Jim Hollington, chief executive of Dance Base, said: “The last two years have exposed long-standing problems within the Fringe Society.

“We can all see that artists, venues and citizens have lost confidence in its ability to support the eco-system.

“We need a Fringe Society that recognizes this and is ready to make significant changes to better support this amazing festival. We want to support that to happen.”

Anthony Alderson, artistic director at the Pleasance, said: “It’s been really useful for the eight venues to work together. The Fringe Society has been missing in that conversation a little bit.

“It’s a difficult situation and I have some sympathy for the fact that they can’t be seen to be working with one group of venues, but we are a fairly significant part of the festival.

“There is always a danger when the Fringe Society sort of holds the center ground and tries to lead the festival.

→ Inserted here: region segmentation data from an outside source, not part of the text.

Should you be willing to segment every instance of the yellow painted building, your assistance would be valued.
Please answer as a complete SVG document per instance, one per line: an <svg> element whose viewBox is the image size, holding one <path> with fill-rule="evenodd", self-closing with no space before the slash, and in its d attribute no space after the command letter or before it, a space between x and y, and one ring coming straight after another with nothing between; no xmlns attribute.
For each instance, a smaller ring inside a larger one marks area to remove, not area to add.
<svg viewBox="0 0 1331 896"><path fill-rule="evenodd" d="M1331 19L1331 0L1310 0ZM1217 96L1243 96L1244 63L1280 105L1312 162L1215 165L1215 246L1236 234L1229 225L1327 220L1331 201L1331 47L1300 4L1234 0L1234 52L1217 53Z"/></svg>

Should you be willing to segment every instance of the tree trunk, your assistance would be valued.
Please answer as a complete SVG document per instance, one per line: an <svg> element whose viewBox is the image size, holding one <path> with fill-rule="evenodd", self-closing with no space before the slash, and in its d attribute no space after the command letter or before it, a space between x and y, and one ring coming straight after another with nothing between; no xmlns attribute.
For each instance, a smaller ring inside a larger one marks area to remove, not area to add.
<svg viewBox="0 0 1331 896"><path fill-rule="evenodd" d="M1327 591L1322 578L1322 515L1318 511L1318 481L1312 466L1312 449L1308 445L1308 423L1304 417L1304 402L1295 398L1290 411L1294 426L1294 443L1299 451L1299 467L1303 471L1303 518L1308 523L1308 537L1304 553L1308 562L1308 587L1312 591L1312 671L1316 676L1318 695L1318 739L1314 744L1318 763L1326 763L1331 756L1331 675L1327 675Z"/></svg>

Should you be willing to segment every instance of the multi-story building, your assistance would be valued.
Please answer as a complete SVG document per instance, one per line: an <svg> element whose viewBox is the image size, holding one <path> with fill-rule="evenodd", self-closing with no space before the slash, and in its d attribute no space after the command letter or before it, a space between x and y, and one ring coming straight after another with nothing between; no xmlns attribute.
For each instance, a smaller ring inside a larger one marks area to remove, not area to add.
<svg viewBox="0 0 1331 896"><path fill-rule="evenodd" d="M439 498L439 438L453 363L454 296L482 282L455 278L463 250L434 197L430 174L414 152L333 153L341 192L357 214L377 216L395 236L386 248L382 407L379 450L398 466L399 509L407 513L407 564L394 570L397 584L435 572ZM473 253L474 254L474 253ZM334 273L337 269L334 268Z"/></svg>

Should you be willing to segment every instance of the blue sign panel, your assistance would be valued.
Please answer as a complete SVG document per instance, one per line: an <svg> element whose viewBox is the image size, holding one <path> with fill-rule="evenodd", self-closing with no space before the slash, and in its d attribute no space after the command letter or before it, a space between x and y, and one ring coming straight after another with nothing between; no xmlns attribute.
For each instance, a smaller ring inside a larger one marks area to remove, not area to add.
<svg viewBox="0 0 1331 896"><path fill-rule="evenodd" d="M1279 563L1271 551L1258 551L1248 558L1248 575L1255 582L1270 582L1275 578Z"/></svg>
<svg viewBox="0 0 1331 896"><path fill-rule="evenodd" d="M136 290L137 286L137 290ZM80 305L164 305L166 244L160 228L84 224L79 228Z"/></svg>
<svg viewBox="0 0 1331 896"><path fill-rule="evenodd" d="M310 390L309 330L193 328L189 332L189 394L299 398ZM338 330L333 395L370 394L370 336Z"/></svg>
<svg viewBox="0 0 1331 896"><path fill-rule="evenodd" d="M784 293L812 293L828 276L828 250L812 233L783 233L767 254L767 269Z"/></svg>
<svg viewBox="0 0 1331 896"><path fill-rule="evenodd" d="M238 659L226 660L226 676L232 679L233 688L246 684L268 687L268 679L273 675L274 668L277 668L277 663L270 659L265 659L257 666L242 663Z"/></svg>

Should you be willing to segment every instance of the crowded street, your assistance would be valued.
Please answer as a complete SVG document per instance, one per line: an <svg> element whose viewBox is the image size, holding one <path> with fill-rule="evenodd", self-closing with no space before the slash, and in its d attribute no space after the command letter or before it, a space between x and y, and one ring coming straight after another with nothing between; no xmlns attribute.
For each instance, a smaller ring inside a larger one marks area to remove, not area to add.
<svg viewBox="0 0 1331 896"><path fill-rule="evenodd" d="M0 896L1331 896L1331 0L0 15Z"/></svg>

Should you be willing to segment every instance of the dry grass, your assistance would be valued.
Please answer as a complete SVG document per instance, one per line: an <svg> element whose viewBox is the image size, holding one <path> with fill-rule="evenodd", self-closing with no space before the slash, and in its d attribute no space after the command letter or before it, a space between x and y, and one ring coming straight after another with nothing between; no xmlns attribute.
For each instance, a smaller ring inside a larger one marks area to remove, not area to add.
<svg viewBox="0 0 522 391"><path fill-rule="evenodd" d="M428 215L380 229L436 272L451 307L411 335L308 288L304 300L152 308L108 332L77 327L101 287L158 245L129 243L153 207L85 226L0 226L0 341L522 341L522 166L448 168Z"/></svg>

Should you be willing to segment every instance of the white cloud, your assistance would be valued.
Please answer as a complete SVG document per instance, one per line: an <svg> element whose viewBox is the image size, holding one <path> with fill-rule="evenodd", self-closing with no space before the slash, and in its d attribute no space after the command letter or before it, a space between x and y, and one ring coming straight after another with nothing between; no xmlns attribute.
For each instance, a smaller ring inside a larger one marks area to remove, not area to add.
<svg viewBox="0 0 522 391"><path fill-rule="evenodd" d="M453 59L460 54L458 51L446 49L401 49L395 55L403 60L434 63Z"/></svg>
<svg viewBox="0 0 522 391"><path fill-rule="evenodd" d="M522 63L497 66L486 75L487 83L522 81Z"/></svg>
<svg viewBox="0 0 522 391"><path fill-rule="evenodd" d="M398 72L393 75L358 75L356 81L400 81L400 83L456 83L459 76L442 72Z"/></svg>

“The Fringe Society has got to be there in support of the festival. Sometimes I think the Fringe Society feels that it is leading the festival. There is a subtle distinction between the two things. They don’t actually run venues and put on shows.

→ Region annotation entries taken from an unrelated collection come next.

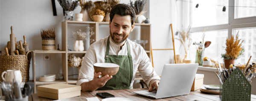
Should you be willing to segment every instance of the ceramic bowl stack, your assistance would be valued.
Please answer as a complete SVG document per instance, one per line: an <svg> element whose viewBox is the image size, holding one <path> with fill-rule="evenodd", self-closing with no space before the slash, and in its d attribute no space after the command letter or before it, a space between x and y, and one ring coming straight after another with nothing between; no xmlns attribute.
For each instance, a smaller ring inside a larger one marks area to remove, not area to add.
<svg viewBox="0 0 256 101"><path fill-rule="evenodd" d="M49 74L41 76L39 79L39 81L42 82L53 81L56 79L56 75Z"/></svg>
<svg viewBox="0 0 256 101"><path fill-rule="evenodd" d="M207 94L219 94L220 86L217 85L204 85L200 87L200 91Z"/></svg>

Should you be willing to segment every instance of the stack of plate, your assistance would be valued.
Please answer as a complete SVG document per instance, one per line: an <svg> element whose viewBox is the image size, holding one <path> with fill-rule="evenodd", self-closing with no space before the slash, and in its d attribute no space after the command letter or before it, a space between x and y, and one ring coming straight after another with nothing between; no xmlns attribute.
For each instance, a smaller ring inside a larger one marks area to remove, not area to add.
<svg viewBox="0 0 256 101"><path fill-rule="evenodd" d="M200 91L208 94L219 94L220 93L220 86L215 85L204 85L200 87Z"/></svg>
<svg viewBox="0 0 256 101"><path fill-rule="evenodd" d="M49 82L55 81L56 75L49 74L41 76L39 79L39 81L42 82Z"/></svg>

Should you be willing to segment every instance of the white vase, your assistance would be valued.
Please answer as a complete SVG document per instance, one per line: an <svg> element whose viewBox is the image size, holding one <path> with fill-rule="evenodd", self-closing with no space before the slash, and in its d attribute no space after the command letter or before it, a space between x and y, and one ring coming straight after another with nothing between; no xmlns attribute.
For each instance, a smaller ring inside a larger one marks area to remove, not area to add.
<svg viewBox="0 0 256 101"><path fill-rule="evenodd" d="M84 10L83 9L81 10L80 13L83 14L83 21L87 21L88 20L88 14L86 10Z"/></svg>
<svg viewBox="0 0 256 101"><path fill-rule="evenodd" d="M82 51L84 50L83 40L76 40L74 45L74 50L76 51Z"/></svg>
<svg viewBox="0 0 256 101"><path fill-rule="evenodd" d="M110 20L110 17L109 16L110 15L110 13L108 13L107 15L106 15L106 21L107 22L109 22L109 20Z"/></svg>
<svg viewBox="0 0 256 101"><path fill-rule="evenodd" d="M65 16L64 16L65 20L73 21L73 11L65 11Z"/></svg>
<svg viewBox="0 0 256 101"><path fill-rule="evenodd" d="M83 21L83 14L76 13L76 21Z"/></svg>
<svg viewBox="0 0 256 101"><path fill-rule="evenodd" d="M87 36L87 38L86 38L86 40L85 40L85 51L87 51L88 48L90 47L90 34L88 34Z"/></svg>

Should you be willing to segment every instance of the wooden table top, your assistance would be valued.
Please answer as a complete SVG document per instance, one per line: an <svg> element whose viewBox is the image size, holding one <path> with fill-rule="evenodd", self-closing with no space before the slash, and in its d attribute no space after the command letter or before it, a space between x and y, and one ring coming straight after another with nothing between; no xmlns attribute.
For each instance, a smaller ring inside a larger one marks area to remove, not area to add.
<svg viewBox="0 0 256 101"><path fill-rule="evenodd" d="M100 101L102 98L96 95L96 93L102 92L108 92L114 95L116 97L124 97L135 99L137 101L221 101L219 95L208 94L201 93L199 90L191 91L189 94L175 96L164 98L154 99L148 97L136 95L133 92L142 90L148 90L148 88L132 89L119 90L98 90L93 92L81 92L81 96L86 98L97 97ZM38 97L37 94L32 95L33 101L53 101L52 99ZM251 101L256 101L256 95L252 95Z"/></svg>

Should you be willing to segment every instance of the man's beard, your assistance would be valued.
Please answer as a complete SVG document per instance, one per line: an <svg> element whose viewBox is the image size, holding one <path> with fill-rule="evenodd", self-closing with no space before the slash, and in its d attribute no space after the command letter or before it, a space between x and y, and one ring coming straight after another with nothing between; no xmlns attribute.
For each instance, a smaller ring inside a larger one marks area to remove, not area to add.
<svg viewBox="0 0 256 101"><path fill-rule="evenodd" d="M122 42L123 42L124 41L125 41L128 37L128 36L129 36L129 35L128 35L127 36L125 36L124 34L121 34L120 35L119 35L118 34L117 34L117 33L112 33L111 32L111 31L110 30L110 36L111 36L111 38L112 39L112 40L116 43L121 43ZM120 38L115 38L115 35L119 36L122 36L123 37L123 38L122 39L120 39ZM120 40L121 39L121 40Z"/></svg>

“We’ve really got to find a way to come together again to try to solve the bigger problems. They’re going to take years to sort out.”

The Fringe Society said bi-monthly meetings had been held with all venue managers, who were involved in discussions to delay the official programme.

A spokeswoman said: “We take any constructive criticism extremely seriously and will treat these comments no differently. Our focus is entirely on supporting artists and venues to deliver a successful, positive Fringe programme.”